Claude Code × Prisma: Auto-Generate APIs from Your Schema

Every time I added a new model to my Prisma schema, writing the CRUD API by hand was a grind. Once I started handing the schema to Claude Code, it would generate Route Handlers, Zod validators, and the rest of the stack in one shot.

This article walks through a full workflow for generating Zod validators, Next.js App Router Route Handlers, and tRPC routers from a Prisma schema — with specific prompts at each step, and with type safety throughout.

What Does the Full Schema-Driven API Generation Workflow Look Like?

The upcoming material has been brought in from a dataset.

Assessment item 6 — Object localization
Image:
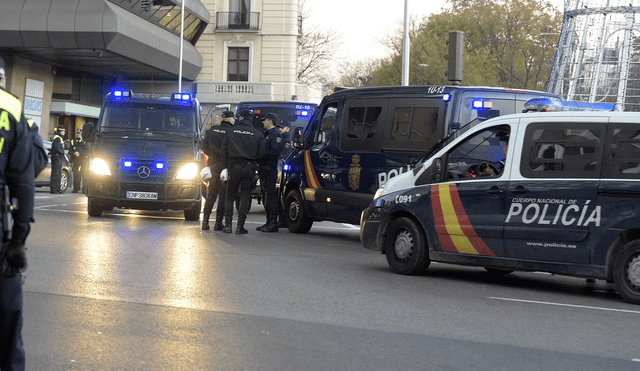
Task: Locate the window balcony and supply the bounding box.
[216,12,260,31]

Before diving in, here's the end-to-end flow:

prisma/schema.prisma
        ↓
 Claude Code reads and understands it
        ↓
┌──────────────────────────────┐
│ Zod validators               │  lib/validations/
│ Route Handlers               │  app/api/**
│ tRPC routers                 │  server/routers/
│ Auth middleware              │  middleware/
│ Tests                        │  __tests__/
└──────────────────────────────┘

The key principle is treating the Prisma schema as the single source of truth. When the schema changes, you give Claude Code the diff and it updates everything downstream. No more hunting for every place a field is referenced.

Tech stack assumed throughout:

Next.js 15 (App Router)
Prisma 6.x + PostgreSQL
TypeScript 5.x
Zod 3.x
tRPC 11.x (skip that section if you're using REST only)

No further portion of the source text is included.